No use, now, to attempt old Pierre’s route. Indeed, as I was thinking this, he, by a low whistle, summoned Plumet and Cocher, evidently suggesting that they should enter the cave, perhaps to make sure that we had not arrived early and already gone inside. They disappeared under the rock beneath us, and did not reappear.
Dusk had fallen by now – an early dusk, for thick dark clouds had crept up, swallowing the sun’s last rays, and a faint mutter of thunder made itself heard over the shoulder of the mountain.
After a while rain began to fall, slowly at first, in big drops the size of silver groats, then faster and faster, rattling and pattering on the ivy growth below us. I became deeply concerned over Juan, who had commenced to shiver badly. If we lay here for long in this violent rain, it might well be the death of him. We must shift, but how could we, with those men down below?

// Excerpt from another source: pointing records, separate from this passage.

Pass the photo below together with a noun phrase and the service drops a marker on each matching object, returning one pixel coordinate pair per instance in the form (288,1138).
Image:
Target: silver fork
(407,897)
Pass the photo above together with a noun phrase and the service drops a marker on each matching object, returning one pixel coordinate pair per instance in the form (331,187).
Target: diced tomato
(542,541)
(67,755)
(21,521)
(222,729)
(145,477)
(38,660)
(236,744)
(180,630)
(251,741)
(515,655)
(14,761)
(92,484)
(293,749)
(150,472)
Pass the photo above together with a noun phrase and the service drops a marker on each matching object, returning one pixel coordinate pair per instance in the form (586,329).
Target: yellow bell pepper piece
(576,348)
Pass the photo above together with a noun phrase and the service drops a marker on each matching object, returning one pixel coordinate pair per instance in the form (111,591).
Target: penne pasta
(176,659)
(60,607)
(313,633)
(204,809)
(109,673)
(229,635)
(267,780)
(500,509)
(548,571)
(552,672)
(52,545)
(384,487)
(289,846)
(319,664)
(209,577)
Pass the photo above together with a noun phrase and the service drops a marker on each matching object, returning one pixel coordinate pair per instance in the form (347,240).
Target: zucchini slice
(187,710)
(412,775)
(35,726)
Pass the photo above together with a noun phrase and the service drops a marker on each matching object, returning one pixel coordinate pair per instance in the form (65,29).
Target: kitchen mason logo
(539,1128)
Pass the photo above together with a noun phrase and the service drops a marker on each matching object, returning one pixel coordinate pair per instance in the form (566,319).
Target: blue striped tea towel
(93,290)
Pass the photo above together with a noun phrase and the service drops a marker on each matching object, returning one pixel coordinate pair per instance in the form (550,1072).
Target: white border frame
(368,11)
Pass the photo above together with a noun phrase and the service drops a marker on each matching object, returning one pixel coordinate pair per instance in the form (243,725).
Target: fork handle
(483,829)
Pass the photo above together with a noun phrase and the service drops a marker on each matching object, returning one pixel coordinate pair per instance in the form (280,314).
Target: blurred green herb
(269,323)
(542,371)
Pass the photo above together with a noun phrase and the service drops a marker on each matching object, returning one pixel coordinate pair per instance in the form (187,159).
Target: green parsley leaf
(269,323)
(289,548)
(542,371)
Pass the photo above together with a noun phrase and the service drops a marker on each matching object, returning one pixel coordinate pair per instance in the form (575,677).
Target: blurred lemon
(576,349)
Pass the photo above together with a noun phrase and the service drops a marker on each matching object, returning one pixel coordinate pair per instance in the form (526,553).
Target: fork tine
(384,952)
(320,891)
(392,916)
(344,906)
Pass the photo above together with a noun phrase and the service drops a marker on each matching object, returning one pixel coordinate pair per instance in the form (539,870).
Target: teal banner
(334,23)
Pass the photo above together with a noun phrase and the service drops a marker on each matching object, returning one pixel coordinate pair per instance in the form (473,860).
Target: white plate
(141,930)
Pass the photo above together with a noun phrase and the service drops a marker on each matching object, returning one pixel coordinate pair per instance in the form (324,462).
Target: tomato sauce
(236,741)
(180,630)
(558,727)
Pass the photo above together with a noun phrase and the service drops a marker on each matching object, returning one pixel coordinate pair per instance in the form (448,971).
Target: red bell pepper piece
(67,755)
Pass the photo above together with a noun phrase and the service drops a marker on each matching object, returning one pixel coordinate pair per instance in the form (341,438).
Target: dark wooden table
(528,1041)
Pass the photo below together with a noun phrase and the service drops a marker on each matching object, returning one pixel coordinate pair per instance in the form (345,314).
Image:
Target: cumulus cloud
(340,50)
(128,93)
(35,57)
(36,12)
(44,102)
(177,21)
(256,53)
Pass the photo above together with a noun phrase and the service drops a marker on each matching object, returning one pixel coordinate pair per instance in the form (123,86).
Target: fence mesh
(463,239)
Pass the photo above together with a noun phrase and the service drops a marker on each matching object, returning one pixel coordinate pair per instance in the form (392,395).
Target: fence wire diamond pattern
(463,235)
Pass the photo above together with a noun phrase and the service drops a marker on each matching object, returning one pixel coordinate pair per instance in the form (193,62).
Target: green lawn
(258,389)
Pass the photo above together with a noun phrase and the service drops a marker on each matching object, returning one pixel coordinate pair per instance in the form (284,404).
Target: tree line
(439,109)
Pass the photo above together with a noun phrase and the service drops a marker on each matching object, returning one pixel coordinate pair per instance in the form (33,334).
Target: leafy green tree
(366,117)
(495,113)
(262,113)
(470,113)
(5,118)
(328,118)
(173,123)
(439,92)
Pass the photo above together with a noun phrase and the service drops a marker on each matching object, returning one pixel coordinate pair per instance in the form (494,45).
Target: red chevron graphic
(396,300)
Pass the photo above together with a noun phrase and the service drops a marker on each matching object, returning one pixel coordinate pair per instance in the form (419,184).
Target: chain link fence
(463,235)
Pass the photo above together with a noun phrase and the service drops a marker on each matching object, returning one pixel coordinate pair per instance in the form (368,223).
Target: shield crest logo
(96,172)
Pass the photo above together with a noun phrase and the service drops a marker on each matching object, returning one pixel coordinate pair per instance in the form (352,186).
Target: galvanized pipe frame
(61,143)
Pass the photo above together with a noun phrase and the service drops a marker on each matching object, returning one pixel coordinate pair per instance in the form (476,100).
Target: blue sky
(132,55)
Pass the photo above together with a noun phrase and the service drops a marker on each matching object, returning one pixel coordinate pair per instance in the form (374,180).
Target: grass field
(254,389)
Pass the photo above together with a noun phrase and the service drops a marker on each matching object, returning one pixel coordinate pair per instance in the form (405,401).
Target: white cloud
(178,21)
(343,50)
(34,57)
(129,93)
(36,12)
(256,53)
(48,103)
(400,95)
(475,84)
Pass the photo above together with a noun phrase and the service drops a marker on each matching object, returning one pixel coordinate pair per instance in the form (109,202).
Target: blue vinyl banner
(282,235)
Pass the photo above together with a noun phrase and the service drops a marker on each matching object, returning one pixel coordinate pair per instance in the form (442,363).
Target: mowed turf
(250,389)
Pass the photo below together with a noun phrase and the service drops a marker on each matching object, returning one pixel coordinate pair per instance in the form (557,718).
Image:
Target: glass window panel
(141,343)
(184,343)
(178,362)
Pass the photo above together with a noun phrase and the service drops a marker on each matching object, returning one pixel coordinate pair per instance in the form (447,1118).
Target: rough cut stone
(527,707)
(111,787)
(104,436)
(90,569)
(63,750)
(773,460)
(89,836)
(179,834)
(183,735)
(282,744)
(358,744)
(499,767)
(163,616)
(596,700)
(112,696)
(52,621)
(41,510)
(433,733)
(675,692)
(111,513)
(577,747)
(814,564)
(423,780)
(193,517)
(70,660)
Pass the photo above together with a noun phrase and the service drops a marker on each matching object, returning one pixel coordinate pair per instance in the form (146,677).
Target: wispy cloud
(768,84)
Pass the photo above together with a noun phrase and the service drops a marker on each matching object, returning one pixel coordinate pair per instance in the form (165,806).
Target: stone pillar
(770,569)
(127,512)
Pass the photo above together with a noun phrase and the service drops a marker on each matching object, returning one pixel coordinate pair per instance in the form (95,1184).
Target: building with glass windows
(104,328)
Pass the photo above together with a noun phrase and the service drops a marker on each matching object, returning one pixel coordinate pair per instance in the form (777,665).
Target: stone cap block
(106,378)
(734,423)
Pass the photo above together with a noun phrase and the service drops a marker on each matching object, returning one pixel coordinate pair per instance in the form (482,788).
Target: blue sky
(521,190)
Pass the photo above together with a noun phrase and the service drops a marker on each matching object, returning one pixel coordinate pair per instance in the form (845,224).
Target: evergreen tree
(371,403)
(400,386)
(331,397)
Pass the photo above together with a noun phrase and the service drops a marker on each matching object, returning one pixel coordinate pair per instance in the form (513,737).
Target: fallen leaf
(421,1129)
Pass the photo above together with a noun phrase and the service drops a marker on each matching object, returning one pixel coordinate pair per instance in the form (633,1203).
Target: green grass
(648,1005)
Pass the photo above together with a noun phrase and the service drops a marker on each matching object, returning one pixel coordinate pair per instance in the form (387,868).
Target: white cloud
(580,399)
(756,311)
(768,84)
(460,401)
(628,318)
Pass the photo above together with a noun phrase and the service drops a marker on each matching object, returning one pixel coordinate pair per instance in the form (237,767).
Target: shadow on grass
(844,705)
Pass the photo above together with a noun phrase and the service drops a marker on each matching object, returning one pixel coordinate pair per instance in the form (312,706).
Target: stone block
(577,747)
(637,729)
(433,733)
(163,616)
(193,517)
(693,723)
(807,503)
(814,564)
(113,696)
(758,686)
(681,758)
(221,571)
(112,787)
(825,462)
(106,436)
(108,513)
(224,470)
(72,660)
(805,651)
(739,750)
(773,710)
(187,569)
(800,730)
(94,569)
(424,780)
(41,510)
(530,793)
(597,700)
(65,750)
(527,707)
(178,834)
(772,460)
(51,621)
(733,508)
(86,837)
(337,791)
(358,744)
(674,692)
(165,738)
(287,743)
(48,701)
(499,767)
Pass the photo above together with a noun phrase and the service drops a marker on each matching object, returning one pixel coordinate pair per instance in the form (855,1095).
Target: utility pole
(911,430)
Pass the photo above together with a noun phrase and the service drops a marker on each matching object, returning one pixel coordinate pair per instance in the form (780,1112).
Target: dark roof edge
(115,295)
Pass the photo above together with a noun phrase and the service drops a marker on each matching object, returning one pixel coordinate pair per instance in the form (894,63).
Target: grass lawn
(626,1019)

As if responding to my wish, another low whistle sounded from beneath us, and I saw the other two softly emerge from the ivy bush and slip inside the cave, evidently taking shelter from the storm. Another five minutes and I would not have been able to see them at all, it would be true dark; we must shift at once, there was not a moment to lose.
‘Now is our time to leave,’ I breathed into Juan’s ear.
‘I can’t!’ he replied through chattering teeth. ‘I’m too cold to move. And too scared!’